The population of Tillandsia carlos-hankii studied is located in a temperate pine-oak forest in an area known as Los Leones (coordinates 96°35’ W and 17°11’ N; altitude 2,145 m a. s. l.), in the Municipality of Santa Catarina Ixtepeji, Ixtlán de Juárez District, Oaxaca, Mexico. Mean annual temperature is about 18.3°C and mean annual rainfall is 759.3 mm ( Servicio Meteorológico Nacional, 2011 ). Tree and brush vegetation consists principally of Pinus spp. (Pinaceae) and Quercus spp. (Fagaceae) ( Zacarías-Eslava and Castillo, 2010 ). The epiphytic vegetation includes some Tillandsia L., Pleopeltis Humb. & Bonpl. ex Willd. (Polypodiaceae) and Polypodium L. species ( Victoria, 2009 ).

Tillandsia carlos-hankii, an epiphytic tank bromeliad, is endemic to the state of Oaxaca and grows in pine-oak forests at elevations between 1,900 and 2,900 m a.s.l. This species has a floral axis that measures between 57 and 70 cm. The scape is robust and its bracts are imbricated, with the lower part green and the upper third red. The inflorescence is cylindrical, with bracts of different sizes that vary from the base (wider) to the tip, and with spikes that are short and stipitate. The floral bracts are triangular, measuring 2.5 × 1.2 cm, and are densely lepidoted. The flowers on the spikes have lanceolate sepals and tubular petals that are of a pale green color and are from 5.2 to 5.7 cm long; the fruits are capsules with plumose seed appendages ( Smith and Downs, 1977 ; Espejo-Serna et al., 2004 ). Its flowering season is from January to May. This specie is monocarpic, hermaphrodite and self-compatible. It shows a mixed mating system ( Mondragón and Ramírez-Morillo, 2008 ), and is hummingbird-pollinated ( Fernández-Rios, 2012 )

Vertebrate fauna of Santa Catarina Ixtepeji is represented by Canis latrans Say, 1823, Urocyon cinereoargenteus Schreber, 1775, Lynx rufus Schreber, 1777, Leopardus wiedii Schinz, 1821, Taxidea taxus Schreber, 1777, Spilogale putorius Linnaeus, 1758, S. gracilis Merriam, 1890), Mustela frenata Lichtensein, 1831, Bassariscus astutus Lichtenstein, 1830, Nasua narica Linnaeus, 1776, Procyon lotor Linnaeus, 1758, Sciurus aureogaster F. Cuvier, 1829, Sylvilagus floridanus J. A. Allen, 1890, Didelphis marsupialis Linnaeus, 1758, Microtus sp. Schrank, 1798, Peromyscus spp., Sigmodon hispidus Say and Ord, 1825 and Orthogeomys spp. Merriam, 1895 ( Botello-López, 2004 ; Cruz-Espinoza et al., 2010 ).
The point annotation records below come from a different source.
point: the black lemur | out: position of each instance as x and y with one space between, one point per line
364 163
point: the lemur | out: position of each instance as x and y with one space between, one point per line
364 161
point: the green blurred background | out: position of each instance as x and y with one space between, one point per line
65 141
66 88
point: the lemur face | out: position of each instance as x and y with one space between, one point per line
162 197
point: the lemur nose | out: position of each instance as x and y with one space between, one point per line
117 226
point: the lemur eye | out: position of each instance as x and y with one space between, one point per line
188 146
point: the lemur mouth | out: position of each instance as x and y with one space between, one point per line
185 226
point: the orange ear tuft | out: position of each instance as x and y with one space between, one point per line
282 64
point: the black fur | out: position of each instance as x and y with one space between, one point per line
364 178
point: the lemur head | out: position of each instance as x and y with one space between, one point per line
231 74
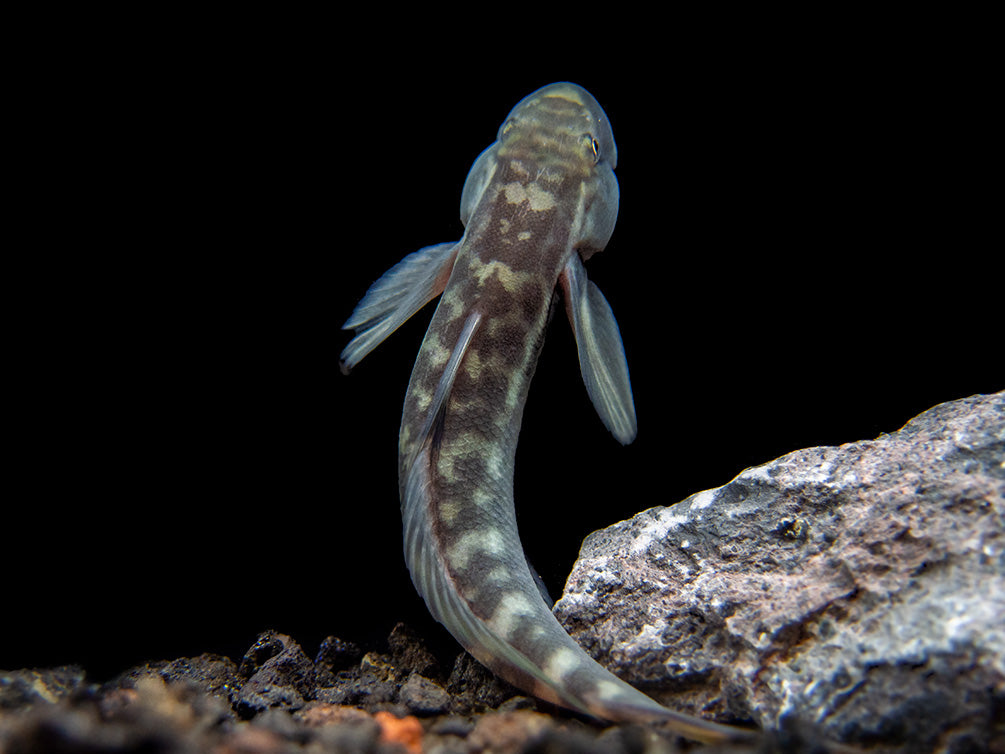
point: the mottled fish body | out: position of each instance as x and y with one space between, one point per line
536 204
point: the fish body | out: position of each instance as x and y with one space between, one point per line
536 205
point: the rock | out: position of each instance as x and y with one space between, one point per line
26 687
278 675
424 697
860 588
213 674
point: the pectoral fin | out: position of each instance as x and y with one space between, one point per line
401 292
601 353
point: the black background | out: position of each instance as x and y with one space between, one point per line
803 256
We evaluated the intensity of florivory as the percentage of damaged individuals in the population sample and the percentage of structures lost per individual. For the former a 500 m2 plot was established, in which all the individuals with inflorescences were labeled and evaluated. Individuals were monitored monthly from December 2011 to February 2013: a period that included two flowering seasons. During every visit, we counted the number of damaged individuals to estimate their percentage. At a distance of 20 m from the 500 m2 plot, we chose 20 undamaged individuals of T. carlos-hankii. These individuals were marked and the total number of bracts and spikes on their inflorescence was recorded. Monthly censuses were carried out to record the number of damaged structures to estimate the percentage of structures lost. We used a Chi-squared test of independence ( Zar, 1999 ) on a 2 × 2 contingency table to compare the percentage of damaged inflorescences between seasons.
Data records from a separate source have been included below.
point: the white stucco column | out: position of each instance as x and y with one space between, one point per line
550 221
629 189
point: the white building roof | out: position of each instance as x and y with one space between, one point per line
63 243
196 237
To identify the potential species of vertebrates that could damage the reproductive structures of T. carlos-hankii, 20 stations were set up in trees at heights between 2 and 13 m to capture small mammals. We looked for small mammals because epiphyte florivory is linked to small rodents (García-Franco and Rico-Gray, 1991; Aguilar-Rodríguez et al., 2014 ), and because there were no reports at our sites of big, tree-dwelling vertebrates that could reach epiphytes. Stations comprised two types of traps: a folding, aluminum Sherman trap (7.6 × 8.8 × 22.8 cm) and a Tomahawk trap (25 × 30 × 82 cm), baited with sunflower seeds and vanilla extract. The two types of traps were placed independently on trees which showed branches with adequate thickness to support traps and had at least one individual of T. carlos-hankii with inflorescence. The traps were open for 24 hours a day over five consecutive days in every month from January 2012 to January 2013, giving a capturing effort of 1,300 traps/night (20 traps × 65 nights).

Further sampling of vertebrates was conducted with 10 camera traps (Bushnell Trophy Cam XLT, Olathe, Kansas, U.S.A.) set up outside the study plot between 3 and 15 m above the ground. These cameras were permanently active throughout the year in which the population of T. carlos-hankii was followed, and yielded a sampling effort of 8,760 hours in 365 days/camera.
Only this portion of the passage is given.